Why judgmental models? 2/2
In the previous post we just referred to the well-known idea of supporting managerial decisions with models, just introducing the concept of judgmental models, i.e. models whose algorithms are fed by subjective inputs and are mainly based on the users’ judgments and assessments, representing a good compromise between the complexity of sophisticated mathematical models and the inevitable approximation of the so-called home-made and intuitive approaches often adopted in making decisions (see, for example, Hoch, 2001).
A typical application of judgmental models, certainly within the reach of any good manager, abundantly tested and adopted for decades also among large multinationals (see, for example, Islei, Lockett & Cox, 1991), is the so-called MCDM approach (Multi Criteria Decision Making), aimed at classifying and assessing alternative decisions based on multiple criteria that are chosen and weighted by the decision makers in view of specific objectives. For example:
- assessment of the likely profitability of alternative and mutually exclusive investment projects
- estimate of the relative attractiveness of foreign countries in view of the international expansion of a company in the industry of interest, etc.
Each alternative is assigned a “score” (e.g. on a scale 0-10, with more or less sophisticated approaches, see Goodwin & Wright, 2014) in relation to various criteria, especially in the absence of objective and measurable data (like in many investment projects), or is attributed an actual value if concretely measurable (for example, per-capita income and population in the case of countries’ attractiveness).
The assigned scores or values are therefore weighted, based on the relative importance of the corresponding variables of interest (in the case of actual values expressed with different units of measurement, we need to preliminarily standardize the data), and an overall weighted average score shows the relative attractiveness of each alternative.

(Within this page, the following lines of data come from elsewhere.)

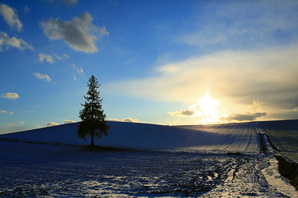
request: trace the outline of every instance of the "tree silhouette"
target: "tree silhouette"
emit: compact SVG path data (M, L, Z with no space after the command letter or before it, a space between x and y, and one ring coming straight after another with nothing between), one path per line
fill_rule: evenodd
M82 121L80 125L77 125L78 137L86 141L86 136L88 135L91 138L91 146L94 146L94 137L101 139L102 135L108 135L108 131L111 126L106 124L106 116L103 113L102 109L102 99L100 99L99 91L97 89L100 85L98 85L97 79L93 75L87 83L89 89L86 93L87 96L84 96L86 100L84 104L81 105L84 109L80 111L80 116Z

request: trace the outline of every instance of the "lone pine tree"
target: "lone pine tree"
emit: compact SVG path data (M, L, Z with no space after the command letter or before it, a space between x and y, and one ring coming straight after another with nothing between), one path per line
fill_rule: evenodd
M94 146L94 137L101 138L102 135L108 135L108 131L111 127L107 125L105 120L106 116L103 113L102 109L102 99L100 99L99 91L97 89L98 85L97 79L93 75L87 83L89 89L86 93L87 96L84 96L86 100L84 104L81 105L84 109L80 111L80 116L82 121L77 125L77 133L79 137L86 141L86 136L88 135L91 138L91 146Z

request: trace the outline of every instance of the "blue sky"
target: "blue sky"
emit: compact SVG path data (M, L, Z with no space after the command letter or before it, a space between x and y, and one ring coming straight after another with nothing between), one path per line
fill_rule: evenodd
M3 0L0 14L0 133L80 121L92 74L109 120L298 119L297 1Z

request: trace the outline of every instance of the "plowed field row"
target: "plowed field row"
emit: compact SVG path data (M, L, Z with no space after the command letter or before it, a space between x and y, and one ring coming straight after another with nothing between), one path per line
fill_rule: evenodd
M278 151L298 152L298 120L263 121L258 124Z
M108 122L107 136L94 139L97 145L151 151L258 154L260 139L254 122L213 125L168 126ZM77 123L4 134L7 138L89 144L75 132ZM64 125L64 126L63 126Z
M8 142L2 142L0 147L2 197L104 196L106 193L180 196L182 189L195 195L222 184L231 169L241 162L222 155L95 153L71 147Z

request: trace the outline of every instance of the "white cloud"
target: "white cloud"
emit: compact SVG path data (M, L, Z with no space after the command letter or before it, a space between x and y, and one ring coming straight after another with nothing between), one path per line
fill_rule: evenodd
M294 104L293 103L287 103L283 102L283 104L285 106L287 107L289 107L290 106L292 106L292 105L294 105Z
M46 125L46 127L49 127L52 126L56 126L57 125L59 125L59 124L57 122L48 122L47 124ZM36 125L37 126L37 125Z
M92 20L90 15L84 12L70 21L51 18L42 21L40 25L50 40L63 39L74 49L92 53L98 51L95 42L108 34L104 26L99 30L91 23Z
M3 32L0 32L0 51L2 51L2 47L5 46L7 50L10 47L16 48L19 50L29 49L34 50L32 46L21 39L17 39L13 37L10 38L7 34Z
M140 122L140 123L146 123L145 122L139 122L138 119L133 119L132 118L129 117L127 118L124 119L116 119L112 118L109 119L108 121L118 121L118 122Z
M19 98L20 96L16 93L10 93L9 92L8 92L6 93L1 94L1 97L14 100L16 98Z
M197 120L195 122L202 125L216 124L226 123L226 118L229 114L226 112L226 109L223 109L220 111L216 111L210 112L207 117L201 119Z
M47 81L48 82L49 82L52 80L52 79L49 77L49 76L46 74L43 74L39 73L35 73L34 76L37 78L39 78L40 79L43 79L45 81Z
M73 123L74 122L75 122L73 120L64 120L64 122L63 124L68 124L69 123Z
M74 69L77 72L77 73L78 75L80 75L80 76L84 75L84 71L83 71L83 69L81 67L80 67L80 69L77 68L73 62L72 62L72 66L73 67ZM73 73L72 73L72 75L73 76L74 80L75 81L77 81L77 76L76 76L75 74Z
M191 106L189 106L189 108L190 109L193 109L196 106L197 106L197 105L197 105L195 103L193 105L191 105Z
M283 111L294 111L298 112L298 107L295 107L291 109L283 109Z
M268 112L257 112L252 113L246 112L244 114L231 114L227 119L228 120L236 120L239 122L253 121L258 118L261 118L268 115Z
M4 18L4 20L11 28L15 28L20 32L22 30L23 24L19 20L16 12L13 8L5 4L0 4L0 14Z
M190 109L182 110L180 111L169 111L167 114L173 117L199 117L203 115L203 113L199 111Z
M30 13L30 10L29 9L29 7L27 6L26 6L24 7L24 12L25 13Z
M41 53L38 55L39 56L38 61L40 62L43 62L44 60L45 59L46 61L51 64L53 64L55 62L53 56L49 54L48 55L43 53Z
M104 88L118 95L187 103L208 92L219 108L231 111L247 111L241 108L256 98L270 100L277 106L298 98L294 91L298 90L297 51L298 46L216 52L166 63L151 76L112 82Z
M62 56L58 56L58 55L57 55L55 54L53 54L53 55L54 56L55 56L55 57L56 58L56 59L58 59L59 60L64 60L65 59L67 59L69 57L69 56L64 54L62 54Z

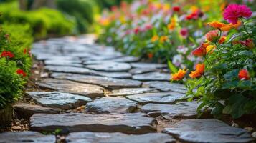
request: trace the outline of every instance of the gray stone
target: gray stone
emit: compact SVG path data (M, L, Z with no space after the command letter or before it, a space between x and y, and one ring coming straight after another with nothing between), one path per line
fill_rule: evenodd
M131 63L131 65L133 68L141 68L141 69L161 69L165 68L167 66L166 64L153 64L153 63Z
M97 72L96 74L100 76L116 78L116 79L131 79L131 74L128 72Z
M175 143L171 136L161 133L128 135L122 133L75 132L66 138L68 143Z
M32 131L62 132L96 132L146 134L156 132L157 121L145 114L85 114L70 113L60 114L36 114L30 118Z
M156 89L151 88L125 88L117 90L113 90L111 94L108 94L110 97L127 96L136 94L143 94L146 92L156 92Z
M54 143L54 135L44 135L37 132L17 132L0 133L1 143L20 143L20 142L37 142L37 143Z
M165 119L195 119L197 117L198 106L196 102L182 102L175 104L149 103L141 107L141 112L153 117L161 115Z
M78 94L91 98L104 96L103 88L97 85L55 79L43 79L36 84L43 88L52 89L59 92L65 92L72 94Z
M131 69L131 65L126 63L103 62L98 64L85 66L87 68L96 71L125 72Z
M126 98L143 104L147 103L174 104L175 102L181 100L184 96L184 94L179 92L156 92L129 95Z
M51 77L55 79L69 79L78 82L97 84L110 89L139 87L142 84L139 81L131 79L120 79L99 76L85 76L73 74L54 73Z
M54 72L65 72L65 73L73 73L73 74L91 74L95 75L95 72L83 68L83 67L74 67L69 66L46 66L44 69L47 71Z
M136 68L136 69L132 69L129 71L129 72L132 74L144 74L147 72L156 72L157 70L156 69L150 69L150 68Z
M57 114L58 109L50 107L42 107L40 105L32 105L26 103L16 103L14 106L14 112L19 119L29 119L36 113Z
M170 78L169 74L161 72L149 72L133 76L133 79L141 81L169 81Z
M186 92L184 85L167 82L143 82L143 87L156 88L162 92L176 92L182 94Z
M96 114L130 113L137 109L137 103L122 97L103 97L86 104L86 111Z
M70 109L92 102L90 98L64 92L32 92L28 95L44 107Z
M246 130L232 127L217 119L181 120L163 132L182 142L242 143L254 140Z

Other applications are conceptually a little more sophisticated, but equally simple in terms of type of algorithms needed, especially thanks to the functionalities of electronic spreadsheet.
For example, nothing prevents from identifying the optimal price level of a product, given a number of assumptions about the company’s demand curve in a given competitive context, and provided that the user can correctly define and quantify the appropriate objective and constraints, such as:
- a reasonable and narrow price range given the estimated value/price ratios of the competing offers
- the likely elasticity of demand
- and the unit variable cost.
It is mainly a matter of mental attitude and willingness to make estimates and systematize the decision-making process, even in the absence of precise and exhaustive data.

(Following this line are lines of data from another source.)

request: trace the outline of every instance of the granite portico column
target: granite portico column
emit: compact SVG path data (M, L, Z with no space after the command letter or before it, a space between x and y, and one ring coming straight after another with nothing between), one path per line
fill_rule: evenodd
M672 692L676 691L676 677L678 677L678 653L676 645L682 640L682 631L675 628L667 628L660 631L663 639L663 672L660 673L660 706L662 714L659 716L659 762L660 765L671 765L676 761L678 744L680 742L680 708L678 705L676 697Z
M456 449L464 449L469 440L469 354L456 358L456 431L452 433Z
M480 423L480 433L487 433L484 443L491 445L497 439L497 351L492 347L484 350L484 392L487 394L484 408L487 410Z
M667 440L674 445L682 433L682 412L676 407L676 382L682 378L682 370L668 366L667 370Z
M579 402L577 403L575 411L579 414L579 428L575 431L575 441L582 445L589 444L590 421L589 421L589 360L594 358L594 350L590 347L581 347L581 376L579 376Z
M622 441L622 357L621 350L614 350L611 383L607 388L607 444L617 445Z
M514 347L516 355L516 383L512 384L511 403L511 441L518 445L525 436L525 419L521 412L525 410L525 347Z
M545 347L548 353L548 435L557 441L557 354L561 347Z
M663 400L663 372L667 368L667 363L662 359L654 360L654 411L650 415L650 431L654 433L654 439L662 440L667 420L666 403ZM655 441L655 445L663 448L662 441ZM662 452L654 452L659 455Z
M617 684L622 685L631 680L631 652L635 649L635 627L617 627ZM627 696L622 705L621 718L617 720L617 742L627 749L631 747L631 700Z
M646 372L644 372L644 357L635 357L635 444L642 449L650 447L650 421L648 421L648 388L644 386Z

As we had said in a previous post, decisions are made for the future: when on earth are there reliable data on future events (see Gandellini, Pezzi & Venanzi, 2012)?
G. Gandellini, A. Pezzi & D. Venanzi, Strategy for Action, Vol. I & II, Springer, 2012.
P. Goodwin & G. Wright, Decision Analysis for Management Judgment, Wiley, 2014.
S.J. Hoch, Combining Models with Intuition to Improve Decisions, from S.J. Hoch, H.C. Kunreuther & R.E. Gunther, Wharton on Making Decisions, John Wiley & Sons, 2001.
G. Islei, G. Lockett, B. Cox & M. Stratford, A Decision Support System Using Judgmental Modeling: a Case of R&D in the Pharmaceutical Industry, IEEE Transactions on Engineering Management, Vol. 38, No. 3, August 1991.